More than 40 people, platforms and products have been shortlisted for this year’s coveted FutureBook Awards, with the winners to be announced at the FutureBook Conference on 1st December. More than 110 entries were submitted from 10 different countries across the eight categories.
Penguin Random House UK (PRH) has six shortlistees, HarperCollins has four, Pottermore three and, for the first time, Amazon Publishing features, with two nods for products produced on its Kindle in Motion platform. Both entries - A True Story of Summits, Space, and Speed and Ripper: The Secret Life of Walter Sickert - are up for FutureBook Book of the Year: Adult Prize, one half of the awards’ book strain, alongside a Children’s category.
The contenders for FutureBook Leader of the Year (sponsored by Mosaic Search & Selec- tion) are Emmanuel Nataf, c.e.o. and co-founder of Reedsy; Crystal Mahey-Morgan, founder of OWN IT!; Asi Sharabi, co-founder/c.e.o. of Wonderbly (previously Lost My Name); Arpita Das of Yoda Press; Mads Holmen, founder and c.e.o. of Bibblio; and Rebecca Herrmann, founder and co-c.e.o. of audiobook business Bolinda.
The FutureBook Disruptor of the Year Award (sponsored by the Frankfurt Book Fair) drew a huge range of entries, with the final line-up comprising: Sam Missingham of Lounge Books; Siena Parker from Penguin Random House UK; Gustavo Lembert from TAG Literary Experiences; Ashleigh Gardner of Wattpad; Dave Sherwood from Bibliotech Education; and double act Nikesh Shukla and Julia Kingsford of The Good Journal and The Good Literary Agency.

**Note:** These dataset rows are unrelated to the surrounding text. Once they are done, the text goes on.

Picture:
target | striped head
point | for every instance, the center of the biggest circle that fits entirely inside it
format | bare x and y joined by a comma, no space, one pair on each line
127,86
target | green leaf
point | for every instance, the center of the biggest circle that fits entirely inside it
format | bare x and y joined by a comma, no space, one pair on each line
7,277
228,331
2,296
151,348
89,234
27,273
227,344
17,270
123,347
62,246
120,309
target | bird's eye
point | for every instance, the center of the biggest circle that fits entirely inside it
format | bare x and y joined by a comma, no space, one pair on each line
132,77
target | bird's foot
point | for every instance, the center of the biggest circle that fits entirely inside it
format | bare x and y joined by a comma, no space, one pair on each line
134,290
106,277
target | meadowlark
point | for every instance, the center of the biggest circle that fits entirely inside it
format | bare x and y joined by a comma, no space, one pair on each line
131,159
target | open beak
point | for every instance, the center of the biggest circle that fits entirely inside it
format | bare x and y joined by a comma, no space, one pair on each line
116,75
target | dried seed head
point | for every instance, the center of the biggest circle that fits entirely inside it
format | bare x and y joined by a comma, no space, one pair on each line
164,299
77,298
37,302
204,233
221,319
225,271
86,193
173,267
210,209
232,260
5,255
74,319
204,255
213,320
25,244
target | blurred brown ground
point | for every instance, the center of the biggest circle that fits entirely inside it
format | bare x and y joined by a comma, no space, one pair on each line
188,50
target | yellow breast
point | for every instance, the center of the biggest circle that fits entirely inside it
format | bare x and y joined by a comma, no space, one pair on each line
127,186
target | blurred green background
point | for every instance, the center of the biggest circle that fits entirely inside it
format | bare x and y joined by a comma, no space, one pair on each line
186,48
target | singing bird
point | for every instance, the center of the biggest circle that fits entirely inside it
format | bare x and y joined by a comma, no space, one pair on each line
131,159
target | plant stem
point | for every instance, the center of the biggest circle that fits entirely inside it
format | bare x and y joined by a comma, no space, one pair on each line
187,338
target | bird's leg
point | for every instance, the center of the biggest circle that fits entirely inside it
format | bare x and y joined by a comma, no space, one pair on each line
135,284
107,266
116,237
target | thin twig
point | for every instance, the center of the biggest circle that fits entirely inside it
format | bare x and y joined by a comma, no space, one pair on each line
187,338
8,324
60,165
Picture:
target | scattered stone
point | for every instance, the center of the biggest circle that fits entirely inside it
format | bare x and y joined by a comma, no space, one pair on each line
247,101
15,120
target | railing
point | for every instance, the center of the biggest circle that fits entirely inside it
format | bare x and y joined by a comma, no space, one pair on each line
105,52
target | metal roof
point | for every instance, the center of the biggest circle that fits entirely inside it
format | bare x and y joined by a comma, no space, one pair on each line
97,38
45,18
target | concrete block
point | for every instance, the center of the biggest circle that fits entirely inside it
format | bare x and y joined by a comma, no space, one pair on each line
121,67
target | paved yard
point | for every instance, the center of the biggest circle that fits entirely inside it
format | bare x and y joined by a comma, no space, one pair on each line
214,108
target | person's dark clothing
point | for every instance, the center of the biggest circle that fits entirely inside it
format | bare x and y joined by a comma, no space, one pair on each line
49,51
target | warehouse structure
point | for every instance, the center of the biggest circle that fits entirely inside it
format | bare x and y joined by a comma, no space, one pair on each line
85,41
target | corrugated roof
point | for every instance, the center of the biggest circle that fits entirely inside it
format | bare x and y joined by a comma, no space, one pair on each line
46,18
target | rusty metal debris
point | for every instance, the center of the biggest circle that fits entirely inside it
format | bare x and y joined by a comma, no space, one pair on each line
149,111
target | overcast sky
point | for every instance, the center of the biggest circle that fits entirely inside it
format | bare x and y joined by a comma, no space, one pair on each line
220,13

The nominees for Book Tech Company of the Year, now in its third year, will compete in a live pitch-off at the conference. They are: Reading in Heels, Authorfy, Sweek.com, unrd, Griffindocs Media and The Hawaii Project.
Molly Flatt, associate editor of FutureBook, said: “One of the pleasures of this year’s FutureBook Awards lay in the diversity of the entries we received, not just in the number of countries we received submissions from, the size and type of companies, and the range of people involved - although those were reassuringly broad. What was also inspiring was the mix of innovation. Companies focused on serving readers, authors, publishers, academics, booksellers and librarians. I can’t wait to share them, celebrate them and, most importantly, debate them at the conference.”